Secondly – the gift must be conditional on death. Therefore the gift only takes effect upon the death of the Donor. If they survive, the gift fails!

Thirdly – The Donor must part with what is legally described as “dominion” over the property to be gifted. This concept is often difficult to define, but like an “elephant”, you know one when you see one! A couple of examples may demonstrate the point:

  • Physically handing over the item, eg jewellery or the passbook to a building society account may be sufficient. Similarly, handing over a key to a safe deposit box which contains unregistered title deeds to land may successfully gift the land to the Donor (a gift which carries, in today’s market, a considerable monetary value).
  • However, the use of technology and the internet makes gifting some assets more problematic. How do you deal with a building society account that no longer has a passbook and is transacted solely “on-line”? How can you successful pass dominion of Registered Land which in fact is both computerised and is not even evidenced by the ownership of a Land Certificate? These are questions that may well need to be debated before the Court.

The Courts will always be vigilant in scrutinising evidence advanced to support of a DMC. Whilst there is clearly scope for the unscrupulous to cheat and lie their way to a gift, it must be pointed out that the DMC can be established solely upon the evidence of the recipient if their evidence is deemed trustworthy.

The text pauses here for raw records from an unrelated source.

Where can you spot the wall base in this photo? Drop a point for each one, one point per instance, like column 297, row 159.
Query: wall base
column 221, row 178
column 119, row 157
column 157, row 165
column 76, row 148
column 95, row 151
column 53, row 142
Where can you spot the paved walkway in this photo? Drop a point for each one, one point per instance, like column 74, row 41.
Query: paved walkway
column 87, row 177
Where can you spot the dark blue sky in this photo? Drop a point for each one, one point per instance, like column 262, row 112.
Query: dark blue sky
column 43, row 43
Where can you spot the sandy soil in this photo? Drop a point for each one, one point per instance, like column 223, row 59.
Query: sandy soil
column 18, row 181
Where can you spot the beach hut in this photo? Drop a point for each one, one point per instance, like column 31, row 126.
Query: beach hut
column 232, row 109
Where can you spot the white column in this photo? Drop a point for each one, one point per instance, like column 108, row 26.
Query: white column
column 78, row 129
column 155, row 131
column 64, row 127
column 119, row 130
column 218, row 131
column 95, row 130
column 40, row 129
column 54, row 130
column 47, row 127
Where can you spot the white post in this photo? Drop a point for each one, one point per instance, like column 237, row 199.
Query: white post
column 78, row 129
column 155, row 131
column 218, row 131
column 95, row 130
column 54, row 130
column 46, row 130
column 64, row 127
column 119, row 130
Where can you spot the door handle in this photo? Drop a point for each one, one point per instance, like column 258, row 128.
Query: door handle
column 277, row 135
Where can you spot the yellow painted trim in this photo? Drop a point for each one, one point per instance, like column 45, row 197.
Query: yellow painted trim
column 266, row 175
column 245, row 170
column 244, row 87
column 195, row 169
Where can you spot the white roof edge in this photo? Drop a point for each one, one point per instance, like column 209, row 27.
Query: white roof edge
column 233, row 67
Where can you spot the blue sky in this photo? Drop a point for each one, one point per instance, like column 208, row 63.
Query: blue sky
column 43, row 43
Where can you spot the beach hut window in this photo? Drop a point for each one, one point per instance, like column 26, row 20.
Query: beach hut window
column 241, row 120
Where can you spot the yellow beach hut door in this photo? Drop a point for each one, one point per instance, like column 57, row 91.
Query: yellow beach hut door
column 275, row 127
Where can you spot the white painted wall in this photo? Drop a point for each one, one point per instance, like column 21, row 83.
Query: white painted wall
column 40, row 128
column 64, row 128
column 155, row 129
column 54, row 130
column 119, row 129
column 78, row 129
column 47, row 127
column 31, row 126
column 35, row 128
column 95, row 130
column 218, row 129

Finally, when taking advice upon defending or challenging a DMC, careful consideration of the Donors mental capacity and the question of undue influence must be undertaken. Capacity has an effective “sliding scale”. A modest gift, requires only a modest degree of understanding by the Donor. If however the gift is substantial, making any Will effectively worthless, the level of capacity will be the same that would be required to make a will as laid down in the leading case of Banks v Goodfellow [1870]. More problematic is the burden of proof required if an allegation of undue influence is raised. Straight forward lifetime gifts can see the Courts raising a presumption of undue influence depending upon the relationship between Donor and recipient (requiring the recipient to prove that they had not unduly influenced the Donor). However, in the case of Wills, the burden is reversed. A disappointed beneficiary must prove that there was undue influence – the recipient has to prove nothing. The “million dollar“ question however is whether the DMC is counted as a lifetime transaction (i.e lifetime gift) or a testamentary act (i.e. effectively a Will gift)? At present there is no decided case law!

Conclusion

Whilst this doctrine continues to present on a regular basis to Lawyers, it cannot be emphasised that for the protection of both the recipient of the intended gift and for the general financial wellbeing of the remainder of the Estate, the uncertainty of these gifts could be removed completely by the writing and or updating of an individual’s Will. In this way, it is clear that the gift is to be made, the extent and context of the gift can be established and the effect of the gift upon the overall financial position of he Donor can be accurately assessed. To proceed in any other way, will only cause unnecessary heartache, uncertainty and costs!